陰陽術を使い、身体からは人外のものを惹きつける香りを出す。
子供の頃はこの力のせいでイジメにも合った。
でも、自分が人とは何か違うことを感じていた私はそれを受け止めた。人は異なるもを拒絶する。
子供の頃は両親も生きていた。
何より父親が陰陽師としての力を持っていた。

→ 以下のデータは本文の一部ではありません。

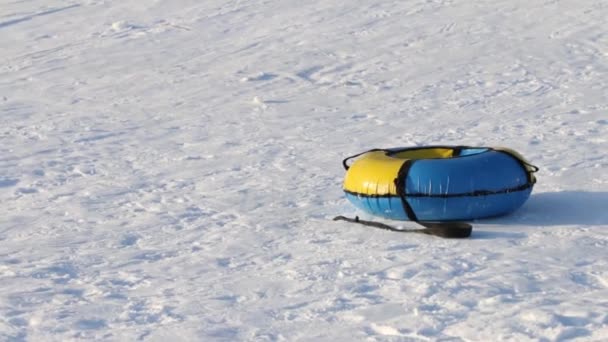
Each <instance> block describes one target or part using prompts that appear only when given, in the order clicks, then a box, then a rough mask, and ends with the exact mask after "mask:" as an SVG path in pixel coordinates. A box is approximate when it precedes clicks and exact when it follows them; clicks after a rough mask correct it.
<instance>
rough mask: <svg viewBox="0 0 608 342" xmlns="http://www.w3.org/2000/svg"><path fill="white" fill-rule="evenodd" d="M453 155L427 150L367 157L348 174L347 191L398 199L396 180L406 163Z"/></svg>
mask: <svg viewBox="0 0 608 342" xmlns="http://www.w3.org/2000/svg"><path fill="white" fill-rule="evenodd" d="M453 152H454V150H452V149H450V148H425V149H415V150H408V151H403V152H398V153H395V154H392V155H391V156H387V155H386V154H387V152H386V151H374V152H368V153H365V154H364V155H362V156H361V157H359V158H358V159H357V160H356V161H355V162H354V163H353V164H352V165H351V166H350V168H349V169H348V171H347V172H346V176H345V178H344V190H346V191H349V192H353V193H357V194H361V195H368V196H388V195H392V196H398V194H397V188H396V187H395V179H396V178H397V176H398V174H399V169H401V166H402V165H403V163H404V162H405V160H407V159H435V158H451V157H452V155H453Z"/></svg>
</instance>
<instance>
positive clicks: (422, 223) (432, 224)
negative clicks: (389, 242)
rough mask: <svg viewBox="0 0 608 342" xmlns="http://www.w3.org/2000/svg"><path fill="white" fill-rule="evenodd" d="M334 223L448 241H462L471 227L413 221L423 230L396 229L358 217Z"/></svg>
mask: <svg viewBox="0 0 608 342" xmlns="http://www.w3.org/2000/svg"><path fill="white" fill-rule="evenodd" d="M334 221H346V222H351V223H359V224H362V225H365V226H369V227H374V228H378V229H384V230H389V231H391V232H397V233H419V234H427V235H434V236H439V237H442V238H448V239H463V238H468V237H469V236H471V232H472V231H473V226H471V225H470V224H468V223H466V222H428V221H413V222H416V223H418V224H419V225H421V226H423V227H424V229H398V228H395V227H393V226H390V225H388V224H384V223H381V222H375V221H365V220H360V219H359V216H355V218H354V219H352V218H348V217H345V216H336V217H334Z"/></svg>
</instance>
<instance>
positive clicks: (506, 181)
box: [343, 146, 538, 221]
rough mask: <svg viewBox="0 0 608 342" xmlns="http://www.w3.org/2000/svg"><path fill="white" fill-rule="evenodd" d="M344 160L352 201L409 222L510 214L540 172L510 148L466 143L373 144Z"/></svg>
mask: <svg viewBox="0 0 608 342" xmlns="http://www.w3.org/2000/svg"><path fill="white" fill-rule="evenodd" d="M354 158H356V160H355V161H354V162H353V163H352V165H348V163H347V162H348V161H349V160H350V159H354ZM343 165H344V167H345V169H346V170H347V173H346V176H345V179H344V192H345V193H346V197H347V198H348V200H349V201H350V202H351V203H352V204H354V205H355V206H356V207H357V208H359V209H362V210H363V211H365V212H367V213H370V214H373V215H377V216H381V217H384V218H388V219H394V220H411V221H465V220H474V219H479V218H485V217H493V216H499V215H504V214H507V213H510V212H512V211H514V210H516V209H517V208H519V207H521V206H522V205H523V204H524V202H525V201H526V200H527V199H528V197H529V196H530V193H531V192H532V188H533V186H534V184H535V183H536V177H535V176H534V172H536V171H538V168H537V167H536V166H533V165H532V164H530V163H528V162H527V161H526V160H525V159H524V158H523V157H522V156H521V155H520V154H519V153H517V152H515V151H513V150H511V149H507V148H492V147H468V146H428V147H410V148H393V149H373V150H370V151H367V152H364V153H360V154H357V155H355V156H352V157H349V158H346V159H345V160H344V162H343Z"/></svg>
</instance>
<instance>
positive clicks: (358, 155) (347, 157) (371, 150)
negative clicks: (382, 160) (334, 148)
mask: <svg viewBox="0 0 608 342" xmlns="http://www.w3.org/2000/svg"><path fill="white" fill-rule="evenodd" d="M376 151H387V150H385V149H382V148H372V149H371V150H368V151H365V152H361V153H357V154H355V155H352V156H350V157H347V158H345V159H344V160H343V161H342V165H343V166H344V170H347V171H348V169H350V166H349V165H348V164H347V163H346V162H347V161H349V160H351V159H353V158H357V157H358V156H360V155H363V154H366V153H369V152H376Z"/></svg>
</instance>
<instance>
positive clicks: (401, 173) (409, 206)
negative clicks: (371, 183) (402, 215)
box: [395, 159, 418, 222]
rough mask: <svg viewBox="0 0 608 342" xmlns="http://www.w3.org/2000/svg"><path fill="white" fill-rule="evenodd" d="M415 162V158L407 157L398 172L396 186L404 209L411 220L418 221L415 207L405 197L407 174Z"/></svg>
mask: <svg viewBox="0 0 608 342" xmlns="http://www.w3.org/2000/svg"><path fill="white" fill-rule="evenodd" d="M413 164H414V160H412V159H406V160H405V162H403V165H401V168H400V169H399V173H397V178H395V187H396V188H397V195H399V197H400V198H401V205H402V206H403V211H405V213H406V215H407V217H408V218H409V219H410V221H414V222H417V221H418V217H417V216H416V213H414V209H412V206H411V205H410V204H409V203H408V202H407V198H405V196H406V189H405V188H406V186H407V175H408V173H409V172H410V169H411V168H412V165H413Z"/></svg>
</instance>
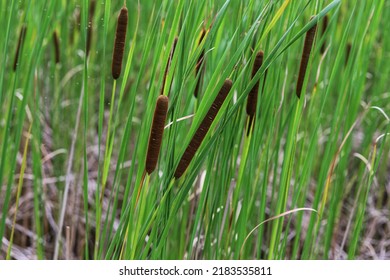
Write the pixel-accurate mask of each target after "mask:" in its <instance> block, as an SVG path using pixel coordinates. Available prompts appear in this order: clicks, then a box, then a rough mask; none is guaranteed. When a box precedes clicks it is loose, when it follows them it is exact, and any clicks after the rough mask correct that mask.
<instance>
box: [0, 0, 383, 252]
mask: <svg viewBox="0 0 390 280" xmlns="http://www.w3.org/2000/svg"><path fill="white" fill-rule="evenodd" d="M91 2H92V1H91V0H83V1H47V0H45V1H14V0H11V1H2V3H1V4H0V7H1V18H0V21H1V24H2V26H4V27H5V29H4V34H5V35H4V36H2V37H1V38H0V53H1V55H0V61H1V62H2V66H3V67H1V68H0V109H1V112H2V114H0V144H1V145H0V146H1V151H0V209H1V212H0V240H1V241H2V247H1V251H0V259H11V258H13V259H23V258H30V259H53V258H54V259H63V258H66V254H65V253H66V251H67V250H68V251H70V252H71V255H70V256H68V257H70V258H74V259H347V258H348V259H365V258H370V259H371V258H390V256H389V255H388V254H387V255H386V253H383V250H384V251H385V252H386V250H388V249H389V248H388V247H386V246H388V245H383V244H384V243H383V242H382V241H383V240H388V239H389V238H390V236H389V232H390V230H389V228H390V226H389V225H390V221H389V215H388V209H389V203H390V202H389V200H388V196H389V195H390V194H389V189H388V185H389V178H388V172H387V171H388V169H389V164H388V162H389V159H390V158H389V148H390V145H389V142H388V138H387V135H388V133H389V110H390V107H389V105H388V104H389V102H388V101H389V96H390V95H389V92H388V90H389V89H388V79H387V77H388V76H389V74H390V65H389V64H388V63H387V61H388V58H389V54H390V40H389V35H390V34H389V28H386V24H387V18H388V17H389V16H390V9H389V7H390V1H389V0H378V1H369V0H363V1H358V0H351V1H345V0H344V1H343V0H333V1H331V0H327V1H320V0H306V1H292V0H274V1H255V0H244V1H238V0H215V1H185V0H178V1H171V0H162V1H140V2H138V1H133V0H131V1H130V0H126V1H123V2H122V1H110V0H96V2H95V4H96V5H95V9H94V13H93V9H91V8H90V7H91V5H94V3H91ZM124 4H125V5H126V7H127V9H128V13H129V19H128V29H127V37H126V44H125V52H124V58H123V65H122V71H121V75H120V77H119V79H117V80H113V78H112V75H111V69H110V66H111V62H112V61H111V59H112V51H113V48H114V39H115V29H116V25H117V16H118V14H119V11H120V9H121V8H122V6H123V5H124ZM92 13H93V15H92ZM312 16H313V17H312ZM325 16H327V17H328V25H327V28H326V29H325V31H324V32H322V30H323V29H322V25H323V22H324V17H325ZM315 24H316V25H317V32H316V35H315V39H314V45H313V49H312V51H311V54H310V58H309V62H308V67H307V71H306V75H305V79H304V83H303V88H302V93H301V97H300V99H298V98H297V96H296V92H295V88H296V83H297V78H298V73H299V63H300V59H301V54H302V49H303V44H304V39H305V34H306V32H307V31H308V30H310V29H311V28H312V27H313V26H314V25H315ZM23 25H25V26H26V27H27V29H26V30H27V33H26V36H25V38H24V40H23V42H22V44H21V46H22V47H21V49H20V52H19V56H18V58H17V59H18V65H17V68H16V71H13V61H14V56H15V49H16V45H17V43H18V36H19V31H20V30H21V28H22V26H23ZM202 30H206V33H205V35H204V38H203V40H199V39H200V36H201V34H202ZM54 32H56V34H57V35H58V38H59V49H60V62H59V63H56V49H55V44H54V43H53V34H54ZM89 32H92V33H91V34H92V36H90V34H89ZM88 38H92V41H90V42H89V39H88ZM176 38H177V44H176V47H175V51H174V52H172V51H171V49H172V45H173V43H174V41H175V40H176ZM323 45H324V47H325V52H322V51H321V47H322V46H323ZM349 46H350V47H349ZM349 48H350V51H348V49H349ZM87 50H89V53H88V55H86V53H87ZM260 50H262V51H263V52H264V59H263V63H262V66H261V67H260V69H259V70H258V71H257V73H256V74H255V75H254V76H253V78H252V66H253V63H254V59H255V57H256V54H257V53H258V52H259V51H260ZM201 56H203V62H202V67H201V71H197V70H196V69H197V67H198V68H199V65H198V63H199V61H200V59H199V58H200V57H201ZM167 65H169V67H167ZM166 69H167V71H166V75H165V74H164V73H165V70H166ZM225 79H231V80H232V81H233V87H232V90H231V91H230V92H229V95H228V97H227V98H226V100H225V102H224V103H223V105H222V107H221V109H220V110H219V113H218V115H217V116H216V118H215V119H214V121H213V123H212V125H211V128H210V130H209V132H208V133H207V135H206V137H205V139H204V140H203V142H202V144H201V146H200V148H199V150H198V151H197V153H196V154H195V156H194V158H193V159H192V160H191V163H190V165H189V168H188V169H187V171H186V172H185V173H184V175H183V176H182V177H181V178H179V179H177V180H176V179H174V172H175V170H176V168H177V166H178V164H179V161H180V158H181V157H182V155H183V153H184V151H185V150H186V148H187V146H188V144H189V143H190V141H191V139H192V137H193V135H194V134H195V132H196V130H197V129H198V127H199V125H200V124H201V123H202V120H203V119H204V117H205V116H206V114H207V112H208V111H209V109H210V107H211V106H212V103H213V101H214V99H215V97H216V96H217V94H218V91H219V89H220V88H221V86H222V84H223V83H224V81H225ZM256 83H259V86H258V88H259V92H258V98H257V104H256V106H257V108H256V115H255V117H254V121H253V124H252V126H253V127H252V130H251V131H250V133H249V134H247V126H248V116H247V114H246V110H245V107H246V102H247V97H248V95H249V93H250V91H251V89H252V88H253V87H254V86H255V84H256ZM196 88H198V89H199V92H198V95H197V98H195V97H194V91H195V90H196ZM160 93H161V94H163V95H166V96H168V97H169V108H168V115H167V120H166V124H165V125H166V127H165V130H164V134H163V141H162V146H161V150H160V155H159V160H158V164H157V168H156V170H155V171H154V172H153V173H151V174H146V173H145V161H146V154H147V150H148V142H149V137H150V129H151V125H152V119H153V112H154V109H155V104H156V100H157V98H158V96H159V95H160ZM67 227H69V229H70V233H71V234H70V236H68V238H66V228H67ZM381 242H382V243H381Z"/></svg>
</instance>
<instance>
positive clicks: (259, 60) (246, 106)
mask: <svg viewBox="0 0 390 280" xmlns="http://www.w3.org/2000/svg"><path fill="white" fill-rule="evenodd" d="M263 58H264V52H263V51H259V52H258V53H257V54H256V58H255V62H254V63H253V67H252V78H253V77H254V76H255V75H256V73H257V71H259V69H260V67H261V65H263ZM258 92H259V81H257V82H256V84H255V85H254V86H253V88H252V89H251V91H250V92H249V94H248V100H247V103H246V113H247V114H248V115H249V116H250V117H253V116H254V115H255V113H256V106H257V95H258Z"/></svg>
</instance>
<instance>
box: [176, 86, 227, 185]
mask: <svg viewBox="0 0 390 280" xmlns="http://www.w3.org/2000/svg"><path fill="white" fill-rule="evenodd" d="M232 85H233V83H232V81H231V80H230V79H226V80H225V82H224V84H223V86H222V88H221V89H220V91H219V93H218V95H217V96H216V97H215V99H214V102H213V104H212V105H211V107H210V109H209V111H208V112H207V114H206V116H205V117H204V118H203V120H202V122H201V124H200V126H199V127H198V129H197V130H196V132H195V134H194V136H193V137H192V139H191V142H190V143H189V145H188V147H187V149H186V150H185V152H184V154H183V156H182V157H181V159H180V162H179V165H178V166H177V168H176V171H175V174H174V176H175V178H176V179H179V178H180V177H181V176H182V175H183V173H184V172H185V171H186V169H187V168H188V166H189V164H190V162H191V160H192V158H193V157H194V156H195V153H196V151H197V150H198V149H199V147H200V145H201V144H202V141H203V139H204V138H205V137H206V134H207V132H208V131H209V129H210V126H211V124H212V123H213V121H214V119H215V117H216V116H217V114H218V111H219V109H220V108H221V107H222V104H223V102H224V101H225V99H226V97H227V96H228V93H229V91H230V89H231V88H232Z"/></svg>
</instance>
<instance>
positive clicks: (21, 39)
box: [13, 25, 27, 72]
mask: <svg viewBox="0 0 390 280" xmlns="http://www.w3.org/2000/svg"><path fill="white" fill-rule="evenodd" d="M26 32H27V27H26V25H23V26H22V28H21V29H20V33H19V39H18V45H17V46H16V52H15V58H14V67H13V70H14V72H16V68H17V67H18V62H19V55H20V51H21V48H22V44H23V42H24V39H25V37H26Z"/></svg>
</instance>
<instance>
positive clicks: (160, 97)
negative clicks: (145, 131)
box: [145, 95, 168, 174]
mask: <svg viewBox="0 0 390 280" xmlns="http://www.w3.org/2000/svg"><path fill="white" fill-rule="evenodd" d="M167 112H168V97H167V96H165V95H160V96H159V97H158V98H157V103H156V109H155V110H154V116H153V122H152V129H151V131H150V137H149V145H148V152H147V156H146V167H145V170H146V172H148V174H151V173H152V172H153V171H154V169H156V165H157V161H158V155H159V153H160V147H161V142H162V137H163V133H164V124H165V119H166V117H167Z"/></svg>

力と言っても私のように戦える程の強さも無く、一般人とさして変わらなかった。
それでも、私にとっては唯一の分かり合える人だった。
だが、両親は殺された。
止めは人間だが、原因は喰種。
私はどっちも恨んだ。
どっちも居たらいけないんだと思った。
その場に居た喰種を殺した。
それから両親へと駆け寄ったらもう2人は目すら見えない状態だった。
そして父親が小さな声で私は言った言葉が今でも私を人として繋ぎとめてくれている。
ただ一言
『お前は1人じゃない。だから誰も恨むな。』
その言葉でなんとか理性を引き戻せた。
一言残して直ぐに息を引き取った2人の魂を確かに私は近くに感じた。それは今も。
私の家族は目に見えないけど温もりだけは感じられる。だから1人でここまで暮らせた。
それに今は立場は違うけど異なる者との狭間で揺れる人を見つけた。私はこの人を助けたい。
私みたいに1人では悩まないで済むように。
これも…私の罪滅ぼし…いや、エゴなのかな。
そんなことを思いながらベットにいた私は知らず知らず眠りへと落ちていった。